We don’t know anything, yet we are certain of everything. Certainty is like a mound of guano that we stand on, completely mired in shit to our knees and utterly oblivious to it. For what reason have we evolved certainty? One can only speculate, maybe to be better at conquering other tribes or members of your tribe, only those with heavy certainty historically were those that conquered and “succeeded”. War chiefs, generals, emperors, and men of faith, all choke-full of certainty: of that most beguiling and most profound certainty that makes corpses out of those that have certainties of their own and slaves of those that bow their heads to those certain men. Our little grey wrinkly nexus of being is where it lies, that certainty, in the 1.35 kilos of existence. We are entirely overmatched by the day to day contrivances of our lives, let alone by the inextricable pathways of the universe. Yet, we are certain of everything: our political beliefs, our religions, what we think of others, and what we think they think of us, what we should and should not do about our planet, nature or food sources, all of that stemming from a small fleshy part of us that we don’t know anything about. So if you think you know something and you find yourself judging other people because you think you are certain of it, maybe you are wrong. I certainly am, in more ways, than I can fathom, in ways that you or I can only feel in the small of our souls, there where all the guilt and pain lies where we feel it the strongest, the burden of our certainty and misery that we bestow upon the world with it.

Two-faced coin:

We can notice that we possess two faces or two personas based on that. We are aware of the one that we have built for others to see, the highlights of our human concoction, and the other that is unseen by us for the most part. The others are the ones that see it the clearest in this case; it is all the small mistakes in our character, all the cracks in our soul through which the wretched and sordid slips out when we are not looking: avarice, capriciousness, and narcissism beyond everything else. Our certainty in ourselves blinds us to that other face that is turned from us. And in the same measure, we see it in others. In short, we see the best in us and the worst in others, a rough and cynical view admittedly. I believe that there are genuine and honest people, to themselves and other’s, on an individual human-to-human basis, but as a heaving mass of troubled beings, I do not see a species worth its opinion about itself. We are but slaves of compulsion addicted to our beliefs, and what separates the mad from the “normal” is the depth of their faith and certainty. The rot in the human soul accumulates the more we separate the two personas; as long as the two faces of the same coin are not facing each other, the rot will keep spreading, a paradox considering that the two sides of the coin can never see each other’s faces, but a paradox that we need to find a way to solve never the less. Because that rot feeds only one thing, our ego. Which in turn, exacerbates our assurance of being correct and knowing everything, which creates an infinite loop that we are forever trapped in.
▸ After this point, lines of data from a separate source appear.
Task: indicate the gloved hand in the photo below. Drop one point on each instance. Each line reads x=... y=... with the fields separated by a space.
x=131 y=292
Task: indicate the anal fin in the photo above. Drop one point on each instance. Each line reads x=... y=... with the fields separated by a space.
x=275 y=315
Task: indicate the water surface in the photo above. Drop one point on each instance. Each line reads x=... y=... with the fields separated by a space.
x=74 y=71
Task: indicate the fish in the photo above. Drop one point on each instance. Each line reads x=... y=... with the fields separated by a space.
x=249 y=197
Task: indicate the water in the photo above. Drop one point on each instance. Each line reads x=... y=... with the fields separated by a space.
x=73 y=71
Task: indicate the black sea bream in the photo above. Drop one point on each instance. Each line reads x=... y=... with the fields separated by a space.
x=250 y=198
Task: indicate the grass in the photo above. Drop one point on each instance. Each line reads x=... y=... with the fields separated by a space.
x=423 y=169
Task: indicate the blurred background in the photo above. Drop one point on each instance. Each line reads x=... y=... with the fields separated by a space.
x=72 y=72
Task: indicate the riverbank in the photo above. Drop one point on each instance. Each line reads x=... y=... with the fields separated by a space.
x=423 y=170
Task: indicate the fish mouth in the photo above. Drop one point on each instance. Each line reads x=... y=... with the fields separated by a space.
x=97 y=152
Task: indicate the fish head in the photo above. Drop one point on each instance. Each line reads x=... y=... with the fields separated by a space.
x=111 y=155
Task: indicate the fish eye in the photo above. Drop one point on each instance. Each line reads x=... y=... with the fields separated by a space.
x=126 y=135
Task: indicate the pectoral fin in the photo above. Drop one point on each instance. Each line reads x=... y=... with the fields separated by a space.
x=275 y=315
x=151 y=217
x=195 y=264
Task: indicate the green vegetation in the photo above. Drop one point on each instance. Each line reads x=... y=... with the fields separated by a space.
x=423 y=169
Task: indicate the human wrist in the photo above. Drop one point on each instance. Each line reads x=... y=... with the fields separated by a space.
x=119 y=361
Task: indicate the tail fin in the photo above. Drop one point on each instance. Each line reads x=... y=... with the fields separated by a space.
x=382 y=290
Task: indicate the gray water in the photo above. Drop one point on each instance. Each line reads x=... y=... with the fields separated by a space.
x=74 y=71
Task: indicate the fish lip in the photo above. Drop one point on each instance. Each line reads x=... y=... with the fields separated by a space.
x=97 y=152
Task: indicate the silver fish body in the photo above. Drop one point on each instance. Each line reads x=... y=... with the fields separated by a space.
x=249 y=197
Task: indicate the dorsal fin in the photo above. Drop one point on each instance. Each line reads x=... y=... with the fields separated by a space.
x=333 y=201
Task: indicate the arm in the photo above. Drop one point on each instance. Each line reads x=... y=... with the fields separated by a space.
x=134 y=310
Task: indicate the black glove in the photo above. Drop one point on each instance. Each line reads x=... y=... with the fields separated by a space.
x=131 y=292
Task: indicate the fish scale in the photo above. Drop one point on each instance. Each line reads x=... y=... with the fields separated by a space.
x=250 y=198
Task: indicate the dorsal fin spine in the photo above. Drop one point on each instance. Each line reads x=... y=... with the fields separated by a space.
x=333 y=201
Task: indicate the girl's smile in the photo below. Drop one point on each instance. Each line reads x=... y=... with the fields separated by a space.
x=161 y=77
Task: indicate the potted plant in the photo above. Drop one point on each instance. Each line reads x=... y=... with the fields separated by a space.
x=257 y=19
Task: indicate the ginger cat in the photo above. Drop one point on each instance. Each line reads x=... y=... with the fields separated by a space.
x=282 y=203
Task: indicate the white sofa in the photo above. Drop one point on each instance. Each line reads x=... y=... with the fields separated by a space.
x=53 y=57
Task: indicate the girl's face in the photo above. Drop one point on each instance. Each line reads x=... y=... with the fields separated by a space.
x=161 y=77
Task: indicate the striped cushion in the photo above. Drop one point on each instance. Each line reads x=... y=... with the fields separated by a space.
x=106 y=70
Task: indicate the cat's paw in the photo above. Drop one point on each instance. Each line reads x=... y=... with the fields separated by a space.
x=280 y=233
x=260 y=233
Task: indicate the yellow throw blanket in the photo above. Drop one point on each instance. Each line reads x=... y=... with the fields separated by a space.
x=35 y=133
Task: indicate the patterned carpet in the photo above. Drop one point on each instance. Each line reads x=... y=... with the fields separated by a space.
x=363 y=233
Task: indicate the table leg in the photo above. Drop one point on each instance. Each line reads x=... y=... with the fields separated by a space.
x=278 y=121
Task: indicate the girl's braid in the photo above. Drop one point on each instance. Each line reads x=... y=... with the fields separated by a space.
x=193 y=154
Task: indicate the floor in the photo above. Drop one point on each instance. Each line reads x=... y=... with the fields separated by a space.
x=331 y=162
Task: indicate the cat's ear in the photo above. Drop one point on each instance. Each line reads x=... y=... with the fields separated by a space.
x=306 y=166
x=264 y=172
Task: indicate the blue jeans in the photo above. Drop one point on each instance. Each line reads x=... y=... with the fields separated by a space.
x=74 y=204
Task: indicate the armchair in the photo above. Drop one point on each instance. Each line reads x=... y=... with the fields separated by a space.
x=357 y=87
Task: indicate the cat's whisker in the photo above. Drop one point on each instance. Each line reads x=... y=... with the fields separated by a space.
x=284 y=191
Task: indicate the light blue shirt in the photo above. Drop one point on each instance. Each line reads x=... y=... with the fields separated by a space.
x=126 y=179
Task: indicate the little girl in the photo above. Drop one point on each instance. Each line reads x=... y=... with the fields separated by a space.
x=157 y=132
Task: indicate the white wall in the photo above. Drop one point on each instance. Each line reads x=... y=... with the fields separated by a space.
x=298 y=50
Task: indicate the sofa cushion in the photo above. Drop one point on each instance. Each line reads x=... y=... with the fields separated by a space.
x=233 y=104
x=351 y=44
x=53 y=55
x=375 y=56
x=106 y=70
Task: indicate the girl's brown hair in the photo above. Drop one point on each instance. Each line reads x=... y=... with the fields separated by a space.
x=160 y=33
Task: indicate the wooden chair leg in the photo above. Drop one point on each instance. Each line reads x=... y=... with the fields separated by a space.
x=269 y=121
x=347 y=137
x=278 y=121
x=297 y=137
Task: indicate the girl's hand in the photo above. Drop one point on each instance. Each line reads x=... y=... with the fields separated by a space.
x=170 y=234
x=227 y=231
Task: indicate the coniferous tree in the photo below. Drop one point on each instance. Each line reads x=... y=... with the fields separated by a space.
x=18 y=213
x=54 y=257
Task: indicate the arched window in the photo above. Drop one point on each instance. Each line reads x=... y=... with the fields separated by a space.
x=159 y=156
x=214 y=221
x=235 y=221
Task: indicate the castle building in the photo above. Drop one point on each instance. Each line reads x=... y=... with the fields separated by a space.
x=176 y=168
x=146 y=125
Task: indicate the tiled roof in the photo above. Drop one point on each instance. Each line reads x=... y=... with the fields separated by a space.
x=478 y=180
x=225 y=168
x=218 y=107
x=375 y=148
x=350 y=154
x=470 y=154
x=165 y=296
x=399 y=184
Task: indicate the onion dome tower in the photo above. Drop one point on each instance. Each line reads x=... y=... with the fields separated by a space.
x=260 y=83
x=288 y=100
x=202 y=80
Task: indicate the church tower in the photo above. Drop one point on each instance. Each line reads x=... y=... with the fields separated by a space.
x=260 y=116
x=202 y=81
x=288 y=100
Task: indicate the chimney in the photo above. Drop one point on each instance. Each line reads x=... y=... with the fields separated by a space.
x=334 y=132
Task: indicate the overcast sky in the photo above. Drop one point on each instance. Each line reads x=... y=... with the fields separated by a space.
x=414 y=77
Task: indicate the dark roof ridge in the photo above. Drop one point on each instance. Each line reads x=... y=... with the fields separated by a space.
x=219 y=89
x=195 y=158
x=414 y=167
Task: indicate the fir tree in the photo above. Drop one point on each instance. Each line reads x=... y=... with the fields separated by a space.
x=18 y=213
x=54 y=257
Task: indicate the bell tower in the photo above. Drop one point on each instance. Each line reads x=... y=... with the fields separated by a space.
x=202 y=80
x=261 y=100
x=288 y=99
Our chaotic nature and panacea for our suffering:

This is what we humans do to ourselves. We make actors of us on a stage full of other actors unaware of each other, we are all main stars in our films, and everyone else is a random NPC. We are not perfect beings, not even remotely; we are flawed and miserable for the most of it, lost in abstractions of ourselves and surrendered to the whims of a fickle mind. Chaos rules us all, yet there is a way out, maybe not on the level of human species but assuredly(and yes, I am aware of the irony of being certain in an essay on the wrongness of being absolutely certain) on a level of the individual. The solution for this problem is straightforward in its nature yet tough to implement; try to be the exception and doubt yourself first and then everything you are absolutely certain of. This will take a lot of recriminations and mindfulness of ones own nature, and it will undoubtedly be never-ending labour, a Sisyphus climb up the mountain for the rest of your life, but a climb that will bring more good in your life than suffering. You are not the measure of what is correct in this world, your soul is not the cubit for others, but you can maybe become a measure for yourself, a present you that stands astride of the past you, a better person, a more caring human.